The example above is true when you have different GPOs that have similar configuration, configured with opposite settings. When you apply couple of GPOs at different levels and every GPO has its own settings, all settings from all GPOs are merged and inherited by the computers or users.

Group Policy sections

Each GPO is built from 2 sections:

  • Computer configuration contains the settings that configure the computer prior to the user logon combo-box.

  • User configuration contains the settings that configure the user after the logon. You cannot choose to apply the setting on a single user, all users, including administrator, are affected by the settings.

Within these two section you can find more sub-folders:

  • Software settings and Windows settings both of computer and user are settings that configure local DLL files on the machine.

  • Administrative templates are settings that configure the local registry of the machine. You can add more options to administrative templates by right clicking it and choose .ADM files. Many programs that are installed on the computer add their .ADM files to %systemroot%\inf folder so you can add them to the Administrative Templates.

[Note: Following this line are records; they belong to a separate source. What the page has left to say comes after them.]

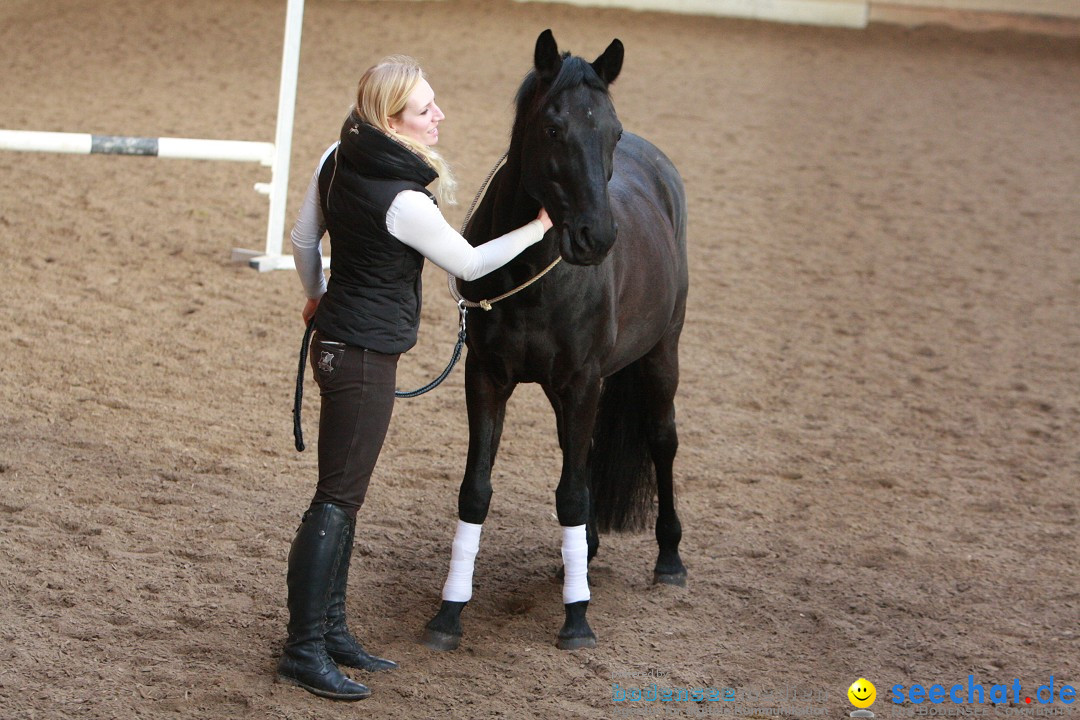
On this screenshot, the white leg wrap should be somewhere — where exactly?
[563,525,590,604]
[443,520,484,602]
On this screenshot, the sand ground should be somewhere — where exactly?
[0,0,1080,719]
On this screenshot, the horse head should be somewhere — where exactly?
[514,30,623,264]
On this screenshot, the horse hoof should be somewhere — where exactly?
[652,570,686,587]
[420,627,461,652]
[555,635,596,650]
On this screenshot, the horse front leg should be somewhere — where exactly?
[421,355,514,650]
[544,378,600,650]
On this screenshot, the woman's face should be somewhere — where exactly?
[389,79,446,146]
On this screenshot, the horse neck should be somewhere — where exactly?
[490,152,558,282]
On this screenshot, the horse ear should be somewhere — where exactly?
[532,29,563,82]
[593,38,623,85]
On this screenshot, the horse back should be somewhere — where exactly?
[608,133,689,366]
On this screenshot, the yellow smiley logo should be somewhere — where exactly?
[848,678,877,708]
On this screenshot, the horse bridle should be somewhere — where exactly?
[446,150,563,310]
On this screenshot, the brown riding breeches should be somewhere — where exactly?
[309,330,401,516]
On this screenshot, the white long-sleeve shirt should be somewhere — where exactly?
[291,142,544,299]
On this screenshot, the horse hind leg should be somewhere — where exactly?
[643,336,687,587]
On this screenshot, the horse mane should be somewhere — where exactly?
[511,53,609,140]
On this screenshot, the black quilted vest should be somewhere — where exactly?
[315,112,438,354]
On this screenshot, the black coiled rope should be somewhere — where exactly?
[293,301,469,452]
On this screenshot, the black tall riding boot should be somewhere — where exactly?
[278,503,372,701]
[325,520,397,673]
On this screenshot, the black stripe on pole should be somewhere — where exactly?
[90,135,158,155]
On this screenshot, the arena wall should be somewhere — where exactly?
[517,0,1080,36]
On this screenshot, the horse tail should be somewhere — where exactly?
[589,362,657,532]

You can download .ADM files for the Microsoft operating systems

Tools used to configure GPO

You can configure GPOs with these set of tools from Microsoft (other 3rd-party tools exist but we will discuss these in a different article):

  1. Group Policy Object Editor snap-in in MMC - or - use gpedit.msc from the Run command.

  2. Active Directory Users and Computers snap in - or dsa.msc – to invoke the Group Policy tab on every OU or on the Domain.

  3. Active Directory Sites and Services - or dssite.msc – to invoke the Group Policy tab on a site.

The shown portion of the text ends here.